La pronuncia in commento ribadisce la centralità delle dichiarazioni della vittima in relazione ai reati posti a tutela della libertà morale e sessuale, condividendo l'approccio giurisprudenziale particolarmente attento alla simmetria del consenso in riferimento al reato di violenza sessuale e la configurazione del delitto di stalking sempre più come reato d'evento “psicologico”.
Massima

In tema di atti persecutori, la prova dell'evento del delitto, in riferimento alla determinazione nella persona offesa di un grave e perdurante stato di ansia o di paura, deve essere ancorata a elementi sintomatici di tale turbamento psicologico ricavabili dalle dichiarazioni della stessa vittima del reato, dai suoi comportamenti conseguenti alla condotta posta in essere dall'agente e anche da quest'ultima, considerando tanto l'astratta idoneità a causare l'evento, quanto il suo profilo concreto in relazione alle effettive condizioni di luogo e di tempo in cui è stata consumata.

Il caso

Con sentenza del 5 luglio 2013, all'esito di giudizio abbreviato, il giudice dell'udienza preliminare presso il tribunale di Taranto condannava l'imputato alla pena di anni uno e mesi sei di reclusione, riconoscendolo responsabile per i reati di cui agli artt. 612-bis, 527 e 609-bis c.p. (previo riconoscimento dell'ipotesi di minore gravità di cui all'ultimo comma).

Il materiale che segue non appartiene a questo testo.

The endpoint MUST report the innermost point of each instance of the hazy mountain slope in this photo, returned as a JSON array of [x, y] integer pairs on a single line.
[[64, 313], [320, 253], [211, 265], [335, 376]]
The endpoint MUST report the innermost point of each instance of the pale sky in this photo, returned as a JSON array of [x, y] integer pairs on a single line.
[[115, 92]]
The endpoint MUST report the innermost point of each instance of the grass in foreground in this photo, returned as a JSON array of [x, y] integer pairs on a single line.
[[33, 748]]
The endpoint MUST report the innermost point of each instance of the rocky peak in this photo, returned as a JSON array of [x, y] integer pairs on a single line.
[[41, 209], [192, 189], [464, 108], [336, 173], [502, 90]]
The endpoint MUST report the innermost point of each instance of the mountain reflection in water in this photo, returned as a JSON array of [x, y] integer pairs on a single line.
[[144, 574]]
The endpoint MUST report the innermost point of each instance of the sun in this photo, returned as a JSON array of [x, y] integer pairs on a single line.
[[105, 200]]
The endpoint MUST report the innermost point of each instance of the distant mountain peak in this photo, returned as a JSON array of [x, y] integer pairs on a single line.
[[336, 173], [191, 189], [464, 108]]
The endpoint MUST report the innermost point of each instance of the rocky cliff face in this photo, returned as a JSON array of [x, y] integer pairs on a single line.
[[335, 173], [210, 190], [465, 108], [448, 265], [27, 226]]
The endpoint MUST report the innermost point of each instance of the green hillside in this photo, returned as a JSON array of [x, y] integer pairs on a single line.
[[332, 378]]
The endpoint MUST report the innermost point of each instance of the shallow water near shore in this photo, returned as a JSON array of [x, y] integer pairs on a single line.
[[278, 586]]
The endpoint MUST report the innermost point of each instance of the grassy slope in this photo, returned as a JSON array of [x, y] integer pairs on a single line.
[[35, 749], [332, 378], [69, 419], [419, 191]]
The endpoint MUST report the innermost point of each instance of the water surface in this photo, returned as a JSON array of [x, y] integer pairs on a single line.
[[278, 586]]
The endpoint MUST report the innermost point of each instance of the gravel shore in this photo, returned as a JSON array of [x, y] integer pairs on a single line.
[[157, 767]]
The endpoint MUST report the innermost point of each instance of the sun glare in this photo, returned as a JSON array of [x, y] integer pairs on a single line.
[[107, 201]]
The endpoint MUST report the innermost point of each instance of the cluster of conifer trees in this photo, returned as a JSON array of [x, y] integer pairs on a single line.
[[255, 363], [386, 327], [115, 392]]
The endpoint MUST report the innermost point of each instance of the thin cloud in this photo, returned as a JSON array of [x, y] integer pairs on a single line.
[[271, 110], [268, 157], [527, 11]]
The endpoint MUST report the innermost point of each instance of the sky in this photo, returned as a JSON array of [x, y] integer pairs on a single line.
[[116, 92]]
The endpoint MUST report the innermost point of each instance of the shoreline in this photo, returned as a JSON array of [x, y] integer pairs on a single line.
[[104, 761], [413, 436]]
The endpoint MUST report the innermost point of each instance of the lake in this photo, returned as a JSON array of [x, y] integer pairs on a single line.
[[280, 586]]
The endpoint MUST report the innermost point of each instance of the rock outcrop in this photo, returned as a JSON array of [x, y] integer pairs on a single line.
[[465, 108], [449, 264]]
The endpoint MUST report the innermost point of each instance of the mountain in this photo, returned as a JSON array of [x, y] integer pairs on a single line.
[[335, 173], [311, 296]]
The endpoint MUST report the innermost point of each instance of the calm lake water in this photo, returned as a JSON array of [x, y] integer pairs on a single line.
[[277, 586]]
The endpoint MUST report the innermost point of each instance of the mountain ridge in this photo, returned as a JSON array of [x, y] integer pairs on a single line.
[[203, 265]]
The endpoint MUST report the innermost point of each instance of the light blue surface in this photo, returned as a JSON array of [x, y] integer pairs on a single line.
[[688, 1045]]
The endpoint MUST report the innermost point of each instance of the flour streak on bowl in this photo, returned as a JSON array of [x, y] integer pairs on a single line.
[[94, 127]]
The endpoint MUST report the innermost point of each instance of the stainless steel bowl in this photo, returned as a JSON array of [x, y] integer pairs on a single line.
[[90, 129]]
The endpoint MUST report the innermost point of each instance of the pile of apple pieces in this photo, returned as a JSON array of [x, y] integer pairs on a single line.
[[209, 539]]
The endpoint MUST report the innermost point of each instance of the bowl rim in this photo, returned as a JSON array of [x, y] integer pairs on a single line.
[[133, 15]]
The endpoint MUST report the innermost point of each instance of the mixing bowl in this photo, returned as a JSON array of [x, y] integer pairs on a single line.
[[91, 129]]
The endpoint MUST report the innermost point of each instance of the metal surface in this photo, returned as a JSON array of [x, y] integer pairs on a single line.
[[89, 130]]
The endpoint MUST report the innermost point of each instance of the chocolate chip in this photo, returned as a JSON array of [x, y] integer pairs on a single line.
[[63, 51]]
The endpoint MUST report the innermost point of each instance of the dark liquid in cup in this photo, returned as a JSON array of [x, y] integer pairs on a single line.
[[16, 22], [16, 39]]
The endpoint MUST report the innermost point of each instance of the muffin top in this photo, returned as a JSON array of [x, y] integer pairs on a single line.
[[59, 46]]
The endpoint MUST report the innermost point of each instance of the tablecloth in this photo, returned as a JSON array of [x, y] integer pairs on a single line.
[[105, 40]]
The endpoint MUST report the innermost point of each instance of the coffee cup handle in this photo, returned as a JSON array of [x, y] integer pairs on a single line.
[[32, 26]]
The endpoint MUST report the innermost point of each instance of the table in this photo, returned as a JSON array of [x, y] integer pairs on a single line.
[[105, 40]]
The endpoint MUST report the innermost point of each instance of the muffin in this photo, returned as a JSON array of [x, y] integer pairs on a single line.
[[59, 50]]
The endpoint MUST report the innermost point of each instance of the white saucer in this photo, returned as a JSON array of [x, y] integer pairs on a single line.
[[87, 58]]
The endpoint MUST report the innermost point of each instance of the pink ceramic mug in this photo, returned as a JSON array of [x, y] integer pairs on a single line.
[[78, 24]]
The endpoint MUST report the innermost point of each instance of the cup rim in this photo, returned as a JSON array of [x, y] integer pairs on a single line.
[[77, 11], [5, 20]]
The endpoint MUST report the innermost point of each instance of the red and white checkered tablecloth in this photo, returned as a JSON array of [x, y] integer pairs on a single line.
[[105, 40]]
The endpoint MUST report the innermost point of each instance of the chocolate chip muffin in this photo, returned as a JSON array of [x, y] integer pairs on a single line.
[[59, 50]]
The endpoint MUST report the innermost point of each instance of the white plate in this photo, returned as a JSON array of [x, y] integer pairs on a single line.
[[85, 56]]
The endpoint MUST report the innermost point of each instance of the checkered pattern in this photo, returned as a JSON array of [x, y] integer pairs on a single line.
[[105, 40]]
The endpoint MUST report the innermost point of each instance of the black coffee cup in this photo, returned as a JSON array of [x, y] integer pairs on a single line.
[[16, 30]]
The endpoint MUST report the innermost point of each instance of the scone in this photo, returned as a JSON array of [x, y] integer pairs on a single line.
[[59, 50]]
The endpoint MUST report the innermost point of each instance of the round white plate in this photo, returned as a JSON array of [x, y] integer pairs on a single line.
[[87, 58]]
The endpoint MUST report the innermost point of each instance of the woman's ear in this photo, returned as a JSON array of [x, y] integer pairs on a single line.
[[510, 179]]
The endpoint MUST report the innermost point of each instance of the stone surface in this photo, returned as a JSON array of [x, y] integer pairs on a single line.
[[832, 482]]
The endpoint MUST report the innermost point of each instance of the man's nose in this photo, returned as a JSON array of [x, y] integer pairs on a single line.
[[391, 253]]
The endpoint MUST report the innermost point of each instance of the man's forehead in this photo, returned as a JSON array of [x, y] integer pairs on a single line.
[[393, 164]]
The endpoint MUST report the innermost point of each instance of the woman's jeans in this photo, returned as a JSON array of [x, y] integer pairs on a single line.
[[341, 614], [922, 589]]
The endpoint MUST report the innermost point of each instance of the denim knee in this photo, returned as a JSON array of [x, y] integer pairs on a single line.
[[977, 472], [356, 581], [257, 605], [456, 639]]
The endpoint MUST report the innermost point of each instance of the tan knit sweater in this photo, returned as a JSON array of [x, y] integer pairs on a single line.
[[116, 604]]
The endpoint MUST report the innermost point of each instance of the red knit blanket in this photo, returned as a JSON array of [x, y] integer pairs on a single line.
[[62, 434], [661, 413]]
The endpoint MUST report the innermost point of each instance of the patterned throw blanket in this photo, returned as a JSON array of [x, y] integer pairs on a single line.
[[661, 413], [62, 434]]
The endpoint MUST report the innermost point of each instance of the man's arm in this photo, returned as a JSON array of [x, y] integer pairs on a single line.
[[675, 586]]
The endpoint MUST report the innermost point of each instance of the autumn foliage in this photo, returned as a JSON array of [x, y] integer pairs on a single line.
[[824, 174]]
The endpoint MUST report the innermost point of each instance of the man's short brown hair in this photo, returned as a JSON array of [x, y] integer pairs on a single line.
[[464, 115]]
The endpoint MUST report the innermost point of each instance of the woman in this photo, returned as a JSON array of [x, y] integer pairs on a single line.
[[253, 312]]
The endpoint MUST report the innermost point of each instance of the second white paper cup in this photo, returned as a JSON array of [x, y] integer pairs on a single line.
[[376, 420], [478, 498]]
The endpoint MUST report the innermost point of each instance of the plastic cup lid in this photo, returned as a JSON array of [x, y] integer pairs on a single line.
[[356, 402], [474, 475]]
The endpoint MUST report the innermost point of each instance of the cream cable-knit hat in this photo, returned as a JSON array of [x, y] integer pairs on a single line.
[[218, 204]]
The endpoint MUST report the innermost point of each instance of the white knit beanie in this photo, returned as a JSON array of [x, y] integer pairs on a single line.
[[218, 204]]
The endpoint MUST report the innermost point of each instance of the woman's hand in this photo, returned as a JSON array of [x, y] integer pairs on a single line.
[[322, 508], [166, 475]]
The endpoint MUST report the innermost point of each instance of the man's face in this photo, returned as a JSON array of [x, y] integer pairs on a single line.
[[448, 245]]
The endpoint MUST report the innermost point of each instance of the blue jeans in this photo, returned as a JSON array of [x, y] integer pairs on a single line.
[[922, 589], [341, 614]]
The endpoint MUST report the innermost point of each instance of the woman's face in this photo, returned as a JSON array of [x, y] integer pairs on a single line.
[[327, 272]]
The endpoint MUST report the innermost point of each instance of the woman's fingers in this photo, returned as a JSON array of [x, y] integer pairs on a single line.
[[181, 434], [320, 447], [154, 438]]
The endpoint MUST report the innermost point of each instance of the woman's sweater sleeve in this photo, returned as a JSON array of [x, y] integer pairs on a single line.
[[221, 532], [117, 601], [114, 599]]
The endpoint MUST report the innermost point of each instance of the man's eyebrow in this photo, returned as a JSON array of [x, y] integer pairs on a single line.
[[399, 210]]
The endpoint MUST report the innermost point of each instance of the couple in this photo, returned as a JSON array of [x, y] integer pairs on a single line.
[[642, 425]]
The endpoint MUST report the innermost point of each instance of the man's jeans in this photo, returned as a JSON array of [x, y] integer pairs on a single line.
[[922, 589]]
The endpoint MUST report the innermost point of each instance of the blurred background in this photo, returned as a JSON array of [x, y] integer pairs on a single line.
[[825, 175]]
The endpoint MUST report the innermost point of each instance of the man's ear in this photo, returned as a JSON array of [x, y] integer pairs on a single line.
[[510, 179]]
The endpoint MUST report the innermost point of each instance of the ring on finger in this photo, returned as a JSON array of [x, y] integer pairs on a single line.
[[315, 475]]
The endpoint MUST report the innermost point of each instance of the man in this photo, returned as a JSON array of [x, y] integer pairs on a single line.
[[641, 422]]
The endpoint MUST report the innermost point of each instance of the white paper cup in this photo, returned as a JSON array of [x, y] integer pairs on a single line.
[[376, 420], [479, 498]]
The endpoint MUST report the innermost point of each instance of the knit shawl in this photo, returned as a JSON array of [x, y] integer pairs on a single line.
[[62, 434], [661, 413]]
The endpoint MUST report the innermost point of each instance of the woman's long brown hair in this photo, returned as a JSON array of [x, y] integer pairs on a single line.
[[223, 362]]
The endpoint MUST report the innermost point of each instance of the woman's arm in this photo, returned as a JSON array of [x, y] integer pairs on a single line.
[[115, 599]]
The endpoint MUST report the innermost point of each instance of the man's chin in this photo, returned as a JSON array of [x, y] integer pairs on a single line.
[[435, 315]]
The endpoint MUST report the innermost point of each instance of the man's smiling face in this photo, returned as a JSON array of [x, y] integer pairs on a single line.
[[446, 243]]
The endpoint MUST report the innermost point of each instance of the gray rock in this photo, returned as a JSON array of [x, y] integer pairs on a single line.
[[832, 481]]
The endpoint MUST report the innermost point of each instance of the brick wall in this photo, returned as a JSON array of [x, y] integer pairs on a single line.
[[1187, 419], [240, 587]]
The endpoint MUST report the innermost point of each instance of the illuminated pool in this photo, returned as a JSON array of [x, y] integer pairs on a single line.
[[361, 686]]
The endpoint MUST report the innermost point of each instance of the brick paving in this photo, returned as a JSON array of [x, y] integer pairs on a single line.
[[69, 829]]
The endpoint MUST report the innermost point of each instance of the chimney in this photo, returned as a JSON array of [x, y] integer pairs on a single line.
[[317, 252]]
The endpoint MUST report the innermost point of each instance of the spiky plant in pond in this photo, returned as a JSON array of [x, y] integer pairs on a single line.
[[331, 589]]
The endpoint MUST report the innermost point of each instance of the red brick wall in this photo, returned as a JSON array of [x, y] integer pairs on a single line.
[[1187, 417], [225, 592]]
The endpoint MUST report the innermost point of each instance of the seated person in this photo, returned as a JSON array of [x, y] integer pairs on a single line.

Nello specifico, a quest'ultimo veniva contestato di aver molestato e minacciato la sua ex ragazza, telefonandole più volte in varie ore del giorno e della notte, inviandole messaggi telefonici, seguendola dappertutto e minacciandola di dire al suo attuale fidanzato dei loro precedenti rapporti anche di natura sessuale, al fine di costringere la persona offesa a ritornare con lui, così cagionandole un perdurante e grave stato d'ansia e di paura, ingenerandole un fondato timore per l'incolumità propria e del ragazzo e costringendola a modificare le proprie abitudini di vita. Inoltre, all'imputato veniva contestato di aver costretto la sua ex ragazza a subire atti sessuali in macchina (nella medesima strada in cui i due si erano appena fermati per un ulteriore chiarimento), consistiti prima nel toccarla nelle parti intime e subito dopo nel penetrarla per via vaginale.

Investita dell'impugnazione, la Corte di appello di Lecce, Sezione distaccata di Taranto, con sentenza del 3 ottobre 2016, riconosceva all'imputato il beneficio della non menzione della condanna, confermando nel resto la sentenza impugnata.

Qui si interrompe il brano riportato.